Effects of applying compositions comprising different idebenone concentrations on human skin.

Skin samples from patients identified as patients 1, 2 and 3, were used for these experiments, and the following procedures were performed on them:

Breast skin was used in two patients (both women, aged 74 and 71, respectively) who would undergo a radical mastectomy and a simple mastectomy due to the presence of breast carcinoma and florid dysplasia.

The breast surface was divided into three similar surface territories 45 minutes before being taken to the operating room, and about 120 mg of cream containing 5% IDB were added in the first of these territories by means of gentle circular massaging until the cream was completely absorbed. The two remaining sections were treated similarly, using cream containing about 120 mg of cream containing 2.5% IDB and control cream. Once in the operating room, and prior to preparing the operating field, the breast surface was washed with 95° ethanol in order to remove possible excess cream.

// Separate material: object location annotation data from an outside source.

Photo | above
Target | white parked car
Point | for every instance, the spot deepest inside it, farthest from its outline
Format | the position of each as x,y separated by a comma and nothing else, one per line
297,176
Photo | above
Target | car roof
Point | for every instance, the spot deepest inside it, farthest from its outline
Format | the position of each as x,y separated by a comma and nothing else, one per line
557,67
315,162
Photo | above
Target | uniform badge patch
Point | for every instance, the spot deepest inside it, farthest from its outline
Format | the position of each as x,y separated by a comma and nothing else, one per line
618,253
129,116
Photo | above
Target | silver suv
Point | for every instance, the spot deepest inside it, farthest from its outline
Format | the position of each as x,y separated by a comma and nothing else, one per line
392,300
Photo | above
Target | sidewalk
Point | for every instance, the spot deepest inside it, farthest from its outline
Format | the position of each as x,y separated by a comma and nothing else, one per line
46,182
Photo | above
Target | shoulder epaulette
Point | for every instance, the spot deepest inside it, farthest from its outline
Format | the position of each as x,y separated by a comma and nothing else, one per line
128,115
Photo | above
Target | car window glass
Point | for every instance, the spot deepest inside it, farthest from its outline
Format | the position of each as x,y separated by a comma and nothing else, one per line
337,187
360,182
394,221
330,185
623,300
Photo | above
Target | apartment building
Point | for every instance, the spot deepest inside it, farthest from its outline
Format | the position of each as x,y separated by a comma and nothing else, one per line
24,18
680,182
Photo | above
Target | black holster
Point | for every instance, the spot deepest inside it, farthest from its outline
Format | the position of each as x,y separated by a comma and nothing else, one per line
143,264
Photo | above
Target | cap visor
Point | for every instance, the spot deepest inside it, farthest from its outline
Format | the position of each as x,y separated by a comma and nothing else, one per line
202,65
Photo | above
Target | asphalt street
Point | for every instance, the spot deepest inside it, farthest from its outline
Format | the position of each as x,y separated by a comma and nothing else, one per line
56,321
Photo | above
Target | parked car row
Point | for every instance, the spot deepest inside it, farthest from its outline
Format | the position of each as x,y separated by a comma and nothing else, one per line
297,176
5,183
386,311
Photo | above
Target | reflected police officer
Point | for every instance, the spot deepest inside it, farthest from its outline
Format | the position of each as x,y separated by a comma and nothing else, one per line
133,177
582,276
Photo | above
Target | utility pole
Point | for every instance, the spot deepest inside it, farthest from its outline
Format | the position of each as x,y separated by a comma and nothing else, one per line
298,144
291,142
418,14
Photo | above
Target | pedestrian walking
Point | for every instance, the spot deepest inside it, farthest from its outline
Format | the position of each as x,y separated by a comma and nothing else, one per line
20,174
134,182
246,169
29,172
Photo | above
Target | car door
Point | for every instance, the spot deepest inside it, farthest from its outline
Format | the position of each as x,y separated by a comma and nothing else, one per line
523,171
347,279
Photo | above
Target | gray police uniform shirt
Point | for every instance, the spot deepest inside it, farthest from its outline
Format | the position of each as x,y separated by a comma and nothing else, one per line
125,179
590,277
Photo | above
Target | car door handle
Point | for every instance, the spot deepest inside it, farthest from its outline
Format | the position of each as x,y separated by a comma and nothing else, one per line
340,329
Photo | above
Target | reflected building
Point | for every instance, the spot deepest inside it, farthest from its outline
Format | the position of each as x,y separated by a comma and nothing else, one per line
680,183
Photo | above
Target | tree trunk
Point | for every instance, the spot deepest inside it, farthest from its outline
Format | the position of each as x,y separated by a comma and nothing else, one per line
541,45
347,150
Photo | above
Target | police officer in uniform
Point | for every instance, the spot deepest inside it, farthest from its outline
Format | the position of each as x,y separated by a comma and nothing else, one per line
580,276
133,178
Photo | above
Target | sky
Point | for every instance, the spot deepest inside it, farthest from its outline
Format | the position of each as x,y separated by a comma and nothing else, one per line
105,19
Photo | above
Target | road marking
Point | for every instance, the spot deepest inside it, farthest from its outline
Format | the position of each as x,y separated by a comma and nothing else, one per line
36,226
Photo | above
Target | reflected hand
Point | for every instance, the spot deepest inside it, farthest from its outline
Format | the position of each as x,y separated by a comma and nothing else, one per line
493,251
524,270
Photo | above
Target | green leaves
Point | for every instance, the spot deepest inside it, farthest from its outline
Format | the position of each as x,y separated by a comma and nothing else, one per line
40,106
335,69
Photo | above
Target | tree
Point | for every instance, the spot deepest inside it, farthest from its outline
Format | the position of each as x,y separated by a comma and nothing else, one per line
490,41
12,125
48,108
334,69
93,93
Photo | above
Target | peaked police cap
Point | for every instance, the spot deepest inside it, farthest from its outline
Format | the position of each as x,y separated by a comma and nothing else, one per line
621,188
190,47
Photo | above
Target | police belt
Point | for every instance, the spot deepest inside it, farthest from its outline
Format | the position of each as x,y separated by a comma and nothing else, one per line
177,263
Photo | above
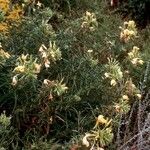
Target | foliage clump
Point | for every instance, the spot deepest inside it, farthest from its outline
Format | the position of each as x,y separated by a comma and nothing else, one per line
72,80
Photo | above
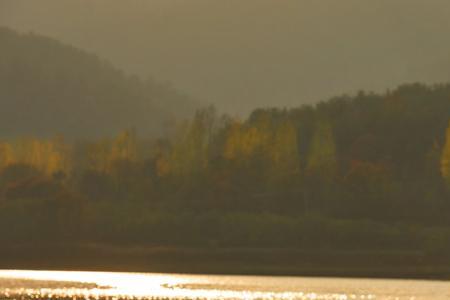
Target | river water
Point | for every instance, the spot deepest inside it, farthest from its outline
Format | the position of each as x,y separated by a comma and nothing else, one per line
15,284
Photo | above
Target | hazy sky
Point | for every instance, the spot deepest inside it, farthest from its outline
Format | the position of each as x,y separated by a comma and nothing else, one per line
239,54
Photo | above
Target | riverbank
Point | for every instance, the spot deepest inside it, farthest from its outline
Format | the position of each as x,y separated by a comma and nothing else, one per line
239,261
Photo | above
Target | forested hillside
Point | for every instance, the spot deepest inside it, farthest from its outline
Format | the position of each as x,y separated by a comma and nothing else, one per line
364,172
48,88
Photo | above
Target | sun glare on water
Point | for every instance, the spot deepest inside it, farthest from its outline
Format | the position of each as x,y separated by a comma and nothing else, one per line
58,285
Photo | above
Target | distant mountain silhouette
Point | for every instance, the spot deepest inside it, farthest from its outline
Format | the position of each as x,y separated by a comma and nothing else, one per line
49,88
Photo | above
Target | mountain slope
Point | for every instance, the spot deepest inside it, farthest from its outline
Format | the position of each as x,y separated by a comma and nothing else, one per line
48,88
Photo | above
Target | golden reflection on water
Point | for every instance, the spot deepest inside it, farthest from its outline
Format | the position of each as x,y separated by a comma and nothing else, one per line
15,284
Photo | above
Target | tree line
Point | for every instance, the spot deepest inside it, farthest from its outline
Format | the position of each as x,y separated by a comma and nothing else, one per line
363,171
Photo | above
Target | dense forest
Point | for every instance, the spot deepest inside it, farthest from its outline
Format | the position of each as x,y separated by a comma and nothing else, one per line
370,171
49,88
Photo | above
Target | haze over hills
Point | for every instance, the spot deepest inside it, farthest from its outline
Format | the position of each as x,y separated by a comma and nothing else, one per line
49,88
246,54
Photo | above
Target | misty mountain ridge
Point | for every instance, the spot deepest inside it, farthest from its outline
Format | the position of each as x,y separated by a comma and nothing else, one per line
49,88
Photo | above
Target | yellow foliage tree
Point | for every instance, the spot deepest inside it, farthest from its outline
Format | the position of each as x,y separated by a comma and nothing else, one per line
284,152
445,158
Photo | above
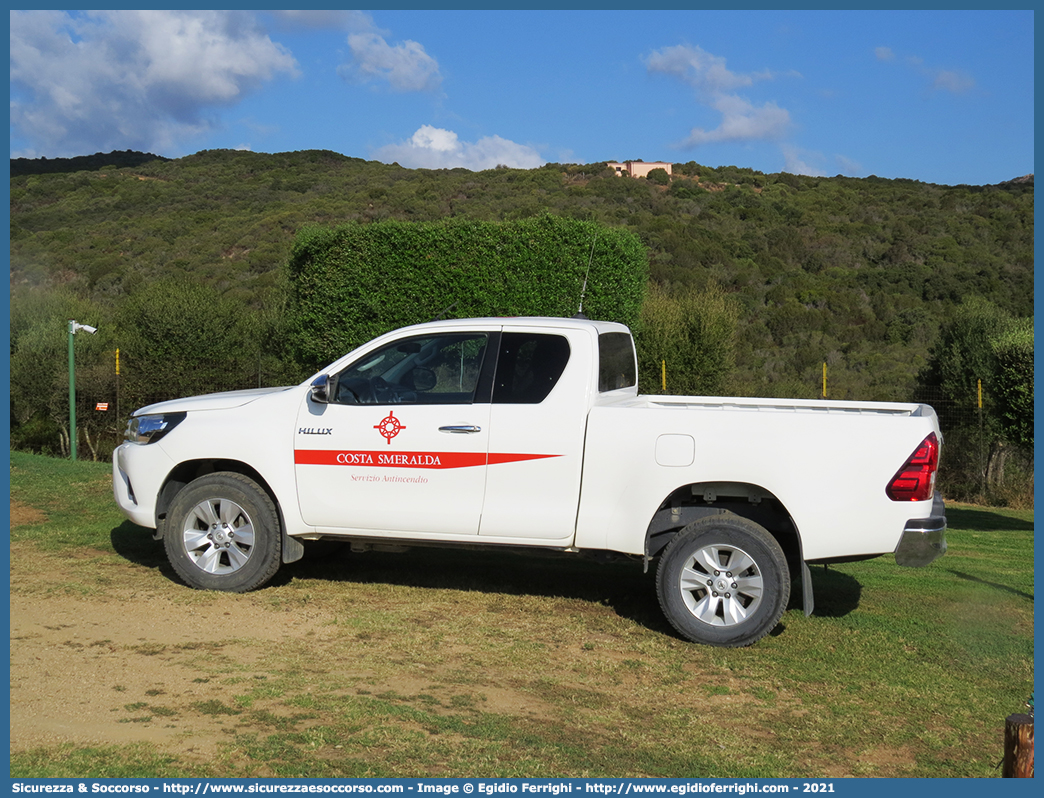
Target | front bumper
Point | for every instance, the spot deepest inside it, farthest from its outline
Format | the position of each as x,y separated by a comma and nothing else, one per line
924,539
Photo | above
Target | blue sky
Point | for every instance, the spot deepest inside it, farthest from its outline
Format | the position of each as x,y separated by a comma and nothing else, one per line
938,96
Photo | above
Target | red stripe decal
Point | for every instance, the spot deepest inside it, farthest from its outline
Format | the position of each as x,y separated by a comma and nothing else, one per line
406,459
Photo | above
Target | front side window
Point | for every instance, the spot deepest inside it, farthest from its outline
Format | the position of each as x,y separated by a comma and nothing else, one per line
425,370
528,367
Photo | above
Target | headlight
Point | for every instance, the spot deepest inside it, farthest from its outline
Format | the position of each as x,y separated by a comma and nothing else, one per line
151,428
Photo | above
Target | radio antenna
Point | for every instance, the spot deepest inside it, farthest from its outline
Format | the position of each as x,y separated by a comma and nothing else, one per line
584,288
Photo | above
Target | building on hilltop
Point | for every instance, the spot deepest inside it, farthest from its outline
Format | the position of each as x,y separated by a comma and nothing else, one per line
638,168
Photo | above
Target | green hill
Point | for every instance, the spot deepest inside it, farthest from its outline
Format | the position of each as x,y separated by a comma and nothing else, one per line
858,274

Immediately after the operation (average surgical activity time: 45 minutes), about 4 cm2 of a skin section from each area was resected, identifying it correctly. Once the section was resected, the subcutaneous adipose tissue was carefully removed so as to obtaining only epidermis and dermis.

The breast skin of a patient (female, 54 years of age) who was going to undergo a radical mastectomy due to the presence of a breast carcinoma was used.

The breast surface was divided into three similar surface territories 45 minutes before being taken to the operating room, and about 120 mg of cream containing 5% IDB were added in the first of these territories by means of gentle circular massaging until the cream was completely absorbed. The two remaining sections were treated similarly, using cream containing about 120 mg of cream containing 0.5% IDB and control cream. Once in the operating room, and prior to preparing the operating field, the breast surface was washed with 95° ethanol in order to remove possible excess cream.

Immediately after the operation (average surgical activity time: 45 minutes), about 4 cm2 of a skin section from each area was resected, identifying it correctly. Once the section was resected, the subcutaneous adipose tissue was carefully removed so as to obtaining only epidermis and dermis.

The effect of applying creams containing 0.5%, 2.5% and 5% of idebenone on the morphology and morphometry of the different cutaneous layers, of the blood vessels of the dermal plexus, and on HSP expression was studied on the skin samples of patients 1, 2 and 3 as a manner of evaluating the epidermal response to a possible deleterious effect of the creams.

The skin sections treated with creams containing IDB and with control cream were fixed in formol solution, were included in paraffin and colored with histological staining techniques by means of hematoxylin and eosin, Schorr, Giemsa, and toluidine blue.

Morphometry: The epidermal thickness, horny layer, papillary dermis, reticular dermis and dermal plexus capillary diameters were measured in the histological cuts.

Immunohistochemistry: Alternating cuts included in paraffin were dewaxed and incubated with a commercial antiserum against HSP27 (Dako Labs). The reaction was developed using an APAAP kit (Dako).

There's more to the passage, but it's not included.